Russell is riding him from the stable gate on the southern end of the oval with a training assistant riding alongside. They’re part of a small procession of horses heading out for a morning workout, deliberately make their way heading against the grain on the home stretch. They turn around before the end of this straight segment of track and embark on a warm up trot as if they’re heading home toward the finish line. Russell reaches into his jacket pocket, pulls out a plastic medicine container, deftly flips the lid open with his thumb and empties its contents in a short white puff of dust.

It’s pulled off perfectly, we’re both content and proud to have witnessed this, but there’s still the matter of the workout.
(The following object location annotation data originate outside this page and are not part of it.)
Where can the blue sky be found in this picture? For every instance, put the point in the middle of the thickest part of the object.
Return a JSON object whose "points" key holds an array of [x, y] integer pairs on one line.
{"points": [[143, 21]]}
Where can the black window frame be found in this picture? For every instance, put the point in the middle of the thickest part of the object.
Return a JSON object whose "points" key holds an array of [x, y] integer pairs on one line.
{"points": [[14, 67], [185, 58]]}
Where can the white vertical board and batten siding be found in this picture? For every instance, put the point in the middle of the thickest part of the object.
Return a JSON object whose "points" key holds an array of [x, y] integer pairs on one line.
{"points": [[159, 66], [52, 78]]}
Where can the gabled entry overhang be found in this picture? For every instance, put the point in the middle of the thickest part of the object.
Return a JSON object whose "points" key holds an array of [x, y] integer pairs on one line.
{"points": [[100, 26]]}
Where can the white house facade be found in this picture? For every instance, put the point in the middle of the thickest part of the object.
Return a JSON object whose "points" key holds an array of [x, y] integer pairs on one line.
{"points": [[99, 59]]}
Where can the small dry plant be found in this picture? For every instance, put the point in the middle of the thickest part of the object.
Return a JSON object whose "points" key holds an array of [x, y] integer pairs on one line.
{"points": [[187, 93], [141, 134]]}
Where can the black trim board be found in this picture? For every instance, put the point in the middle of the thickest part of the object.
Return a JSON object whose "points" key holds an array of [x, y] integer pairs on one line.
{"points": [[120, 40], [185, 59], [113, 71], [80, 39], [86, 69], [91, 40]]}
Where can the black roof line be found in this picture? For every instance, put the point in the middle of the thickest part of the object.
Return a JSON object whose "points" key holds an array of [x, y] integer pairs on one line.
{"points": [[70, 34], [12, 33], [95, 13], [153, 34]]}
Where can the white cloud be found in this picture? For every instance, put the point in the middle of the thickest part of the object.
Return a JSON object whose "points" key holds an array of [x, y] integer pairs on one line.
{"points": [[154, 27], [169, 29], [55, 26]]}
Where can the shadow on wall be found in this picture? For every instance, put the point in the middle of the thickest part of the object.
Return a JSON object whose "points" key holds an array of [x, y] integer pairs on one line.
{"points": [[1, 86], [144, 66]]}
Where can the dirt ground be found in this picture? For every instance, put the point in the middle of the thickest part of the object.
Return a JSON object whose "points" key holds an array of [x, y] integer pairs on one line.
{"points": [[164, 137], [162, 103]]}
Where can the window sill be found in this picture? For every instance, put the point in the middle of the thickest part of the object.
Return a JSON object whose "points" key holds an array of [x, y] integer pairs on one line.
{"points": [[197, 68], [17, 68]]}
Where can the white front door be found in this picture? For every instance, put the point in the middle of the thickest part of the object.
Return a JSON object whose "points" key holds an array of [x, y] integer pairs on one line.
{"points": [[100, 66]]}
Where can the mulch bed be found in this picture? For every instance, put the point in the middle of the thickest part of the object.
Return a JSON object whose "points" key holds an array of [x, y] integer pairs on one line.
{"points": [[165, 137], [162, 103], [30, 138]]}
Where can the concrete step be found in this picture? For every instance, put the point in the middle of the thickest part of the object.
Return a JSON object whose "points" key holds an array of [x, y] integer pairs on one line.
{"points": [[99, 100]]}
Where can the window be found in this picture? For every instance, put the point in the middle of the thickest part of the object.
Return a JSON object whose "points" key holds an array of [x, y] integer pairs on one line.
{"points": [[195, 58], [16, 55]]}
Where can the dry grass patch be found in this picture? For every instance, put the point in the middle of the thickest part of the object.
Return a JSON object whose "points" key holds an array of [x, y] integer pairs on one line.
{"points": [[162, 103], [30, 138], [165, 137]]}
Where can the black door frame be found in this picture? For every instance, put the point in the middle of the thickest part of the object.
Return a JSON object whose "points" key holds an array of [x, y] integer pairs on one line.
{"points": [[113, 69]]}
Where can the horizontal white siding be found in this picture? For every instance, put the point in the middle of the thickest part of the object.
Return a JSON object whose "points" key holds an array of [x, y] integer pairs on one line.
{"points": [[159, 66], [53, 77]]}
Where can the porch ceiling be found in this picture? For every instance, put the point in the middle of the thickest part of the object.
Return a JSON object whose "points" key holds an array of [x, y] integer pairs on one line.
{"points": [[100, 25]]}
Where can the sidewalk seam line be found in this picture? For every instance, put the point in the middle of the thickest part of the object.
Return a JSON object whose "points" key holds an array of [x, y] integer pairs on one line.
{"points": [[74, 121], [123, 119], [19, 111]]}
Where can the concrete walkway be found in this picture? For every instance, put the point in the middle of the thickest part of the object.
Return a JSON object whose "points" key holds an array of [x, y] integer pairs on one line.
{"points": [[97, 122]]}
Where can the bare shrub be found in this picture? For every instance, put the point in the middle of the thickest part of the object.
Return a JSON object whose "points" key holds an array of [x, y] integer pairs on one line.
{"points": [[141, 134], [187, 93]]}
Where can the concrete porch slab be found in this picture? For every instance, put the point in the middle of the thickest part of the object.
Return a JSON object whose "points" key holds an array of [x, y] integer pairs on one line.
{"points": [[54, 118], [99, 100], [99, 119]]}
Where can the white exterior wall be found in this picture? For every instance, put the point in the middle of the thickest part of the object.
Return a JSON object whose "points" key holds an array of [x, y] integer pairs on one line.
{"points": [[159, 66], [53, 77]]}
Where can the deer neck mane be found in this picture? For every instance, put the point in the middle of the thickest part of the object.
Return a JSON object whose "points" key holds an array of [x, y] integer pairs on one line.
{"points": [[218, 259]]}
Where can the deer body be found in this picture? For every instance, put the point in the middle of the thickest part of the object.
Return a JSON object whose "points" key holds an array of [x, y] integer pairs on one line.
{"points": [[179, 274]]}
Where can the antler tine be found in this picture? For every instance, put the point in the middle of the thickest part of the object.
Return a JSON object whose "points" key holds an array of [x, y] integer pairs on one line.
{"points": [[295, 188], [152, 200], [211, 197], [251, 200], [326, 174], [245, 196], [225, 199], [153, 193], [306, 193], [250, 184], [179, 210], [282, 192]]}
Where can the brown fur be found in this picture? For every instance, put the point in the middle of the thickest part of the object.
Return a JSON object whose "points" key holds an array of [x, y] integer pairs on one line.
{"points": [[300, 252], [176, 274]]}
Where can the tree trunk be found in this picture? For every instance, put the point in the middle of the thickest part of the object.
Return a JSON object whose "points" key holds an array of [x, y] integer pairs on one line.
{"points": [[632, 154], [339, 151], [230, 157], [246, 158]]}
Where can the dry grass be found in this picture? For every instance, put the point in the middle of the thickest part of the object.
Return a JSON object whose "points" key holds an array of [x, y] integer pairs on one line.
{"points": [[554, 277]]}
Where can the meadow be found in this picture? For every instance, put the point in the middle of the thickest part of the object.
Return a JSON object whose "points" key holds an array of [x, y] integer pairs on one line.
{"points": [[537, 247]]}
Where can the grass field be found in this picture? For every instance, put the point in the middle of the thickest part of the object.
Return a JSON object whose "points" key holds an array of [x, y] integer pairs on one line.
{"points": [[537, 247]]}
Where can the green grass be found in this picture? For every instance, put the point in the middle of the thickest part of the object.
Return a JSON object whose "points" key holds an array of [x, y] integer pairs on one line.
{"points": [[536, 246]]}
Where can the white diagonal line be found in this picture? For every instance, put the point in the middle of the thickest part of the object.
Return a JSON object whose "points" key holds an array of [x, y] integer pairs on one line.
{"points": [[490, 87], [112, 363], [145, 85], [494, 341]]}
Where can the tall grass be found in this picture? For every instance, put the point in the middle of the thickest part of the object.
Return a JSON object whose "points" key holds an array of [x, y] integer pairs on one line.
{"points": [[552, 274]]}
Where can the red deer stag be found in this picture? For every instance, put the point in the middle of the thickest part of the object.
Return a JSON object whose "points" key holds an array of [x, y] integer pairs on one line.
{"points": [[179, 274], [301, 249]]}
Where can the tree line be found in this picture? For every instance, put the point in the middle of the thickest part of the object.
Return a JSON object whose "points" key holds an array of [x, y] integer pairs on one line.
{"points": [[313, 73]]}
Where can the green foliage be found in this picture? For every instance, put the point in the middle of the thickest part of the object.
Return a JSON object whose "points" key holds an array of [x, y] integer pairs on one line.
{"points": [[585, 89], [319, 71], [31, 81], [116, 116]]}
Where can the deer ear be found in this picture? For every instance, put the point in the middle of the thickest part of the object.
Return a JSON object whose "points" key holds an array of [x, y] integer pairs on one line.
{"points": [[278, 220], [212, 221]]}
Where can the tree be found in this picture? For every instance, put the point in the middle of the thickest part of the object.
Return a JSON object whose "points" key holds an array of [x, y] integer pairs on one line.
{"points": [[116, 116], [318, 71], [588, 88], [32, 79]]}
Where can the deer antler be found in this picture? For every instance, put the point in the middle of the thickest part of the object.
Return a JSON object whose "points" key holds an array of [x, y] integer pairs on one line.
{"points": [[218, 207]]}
Now the horse continues a moderate trot around the first turn and ramps up to a gallop and full sprint around the back stretch. To see this orchestration of man and beast is awe inspiring. To a casual observer, one might think that a horse race is littlle more than a dozen horses breaking free, running full tilt to the finish, but a closer look reveals much, much more. The combination of grace and power was a beauty to behold, both Russell’s and Lost in the Fog’s head are almost still as the horse glidingly streaked alongside the same ground where my dad had just been honored.